Mr. Dibbell is still interested in exploring the cultural implications of the Internet. "Because the technology is so complex and so protean, you never know what part of people's lives it's going to reach," he said. The once-alternative story he covered from the underground has surfaced in the mainstream as a legal, political and business story.

COMMERCIAL ASPECTS

Unlike Ms. Harmon's and Mr. Dibbell's interest in writing about the social effects of the 'Net, Mr. Bray, a business reporter, revels in what he calls his "relentless pursuit of the mundane, which has its own magic and mystery. I want to bring about a vision of a world that works better.

"I hate hip," he declared, preferring to concentrate on the commercial practical aspects of the medium while leaving the cultural aspects of the Internet alone. As a black Baptist, he said, he hasn't found much to interest him personally among the cultural groups represented, although he acknowledged he was helping his church go on-line.

The session on November 5 was moderated by Jack Driscoll, former Boston Globe editor who is now editor-in-residence at the Media Lab. The November 12 session was moderated by James Carey of Columbia University, who noted that journalism has been redefining itself long before the Internet came along.

While readership continues to decline and most Americans get their news from TV, he said the Internet, the web and cyberspace all pose threats to established practices as well as opportunities for new ones.

NEW ROLES FOR PAPERS

Panelist Reid Ashe (SB 1970, electrical engineering), president and publisher of the Tampa Tribune, pointed out that newspapers have long been in the virtual reality business. "Newspapers give people the benefits of the central marketplace -- the social gathering place where people have traditionally exchanged news and views while conducting business -- without having to gather there physically," he said.

"We have defined our value by our ability to use the old tools," he said. "We haven't comprehended how to use the new tools to do things that have never been done before."

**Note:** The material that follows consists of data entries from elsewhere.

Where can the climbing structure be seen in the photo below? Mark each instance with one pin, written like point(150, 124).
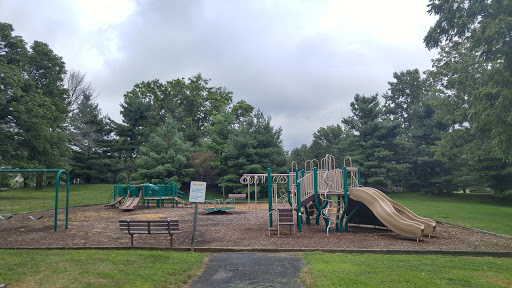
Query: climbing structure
point(334, 195)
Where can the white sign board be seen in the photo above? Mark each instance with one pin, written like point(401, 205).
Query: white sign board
point(197, 191)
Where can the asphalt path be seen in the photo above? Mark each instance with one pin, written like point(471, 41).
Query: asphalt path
point(250, 270)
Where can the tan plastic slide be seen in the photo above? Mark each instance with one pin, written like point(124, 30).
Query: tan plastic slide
point(429, 225)
point(395, 216)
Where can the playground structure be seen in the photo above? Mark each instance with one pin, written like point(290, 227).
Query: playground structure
point(322, 191)
point(219, 205)
point(59, 172)
point(133, 194)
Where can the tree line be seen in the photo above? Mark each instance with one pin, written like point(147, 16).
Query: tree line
point(437, 131)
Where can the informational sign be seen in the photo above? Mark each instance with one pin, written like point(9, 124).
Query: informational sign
point(197, 191)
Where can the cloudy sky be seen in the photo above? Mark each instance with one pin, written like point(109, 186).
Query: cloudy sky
point(300, 62)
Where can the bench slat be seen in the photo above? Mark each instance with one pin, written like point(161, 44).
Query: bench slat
point(152, 226)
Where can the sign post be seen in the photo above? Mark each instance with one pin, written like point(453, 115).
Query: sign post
point(197, 195)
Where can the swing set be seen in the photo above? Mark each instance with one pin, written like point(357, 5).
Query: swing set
point(59, 172)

Still, newspapers may be able to transfer skills like collecting and disseminating information into new formats for cyberspace. Mr. Ashe also was excited by the idea that the Internet could provide truly local news that permeates to the level of the neighborhood -- a "neighborhood on line" through which people can explore the concerns of a community. People also now use news stories as opportunities to link with other people who share their interests.

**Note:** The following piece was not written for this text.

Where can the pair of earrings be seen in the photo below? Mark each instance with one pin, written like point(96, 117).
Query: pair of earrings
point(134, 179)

With the advent of the Internet, newspapers' role as a "central processor" of information has diminished because people can now go directly to information sources. However, Mr. Ashe argued that there will still be a need for professionals who can gather and distill information as well as evaluate its accuracy for the public.

ADDED FEATURES

Rob Fixmer, technology editor of the New York Times, provided examples of how an Internet news story can differ from a traditionalone. "If we were going to succeed" he said of the launch of CyberTimes, the web-based version of the New York Times, "we had to do things in a different way."

This included providing, to accompany news stories, a tax calculator that allowed people to plug in their own income information to see how presidential candidate Robert Dole's proposed tax plan would affect them; a breast cancer quiz that allowed women to figure out whether they were good candidates for annual mammograms; and a computer simulation of a theory that said that people moved away from neighborhoods which were made up of less than a certain percentage of their own ethnic group.

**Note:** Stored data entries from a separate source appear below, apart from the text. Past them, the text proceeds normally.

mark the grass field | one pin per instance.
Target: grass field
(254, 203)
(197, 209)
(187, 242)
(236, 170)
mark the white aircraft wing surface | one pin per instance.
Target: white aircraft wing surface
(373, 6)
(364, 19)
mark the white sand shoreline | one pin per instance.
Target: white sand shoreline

"We always thought of ourselves as the gatekeepers," Mr. Fixmer said. "We dictated the contents of the front page and we trained NewYork Times readers how to use it. They know that the story in the upper right hand corner is the lead story and that the stories above the fold are more important than the stories below the fold."

The world of cyberspace offered new possibilities for readers, and newspapers had to learn how to present a story that was easy to navigate on the Internet and possible to navigate in ways that had never before been possible. "It was difficult to let the medium dictate" this, Mr. Fixmer admitted.

A version of this article appeared in MIT Tech Talk on November 25, 1998.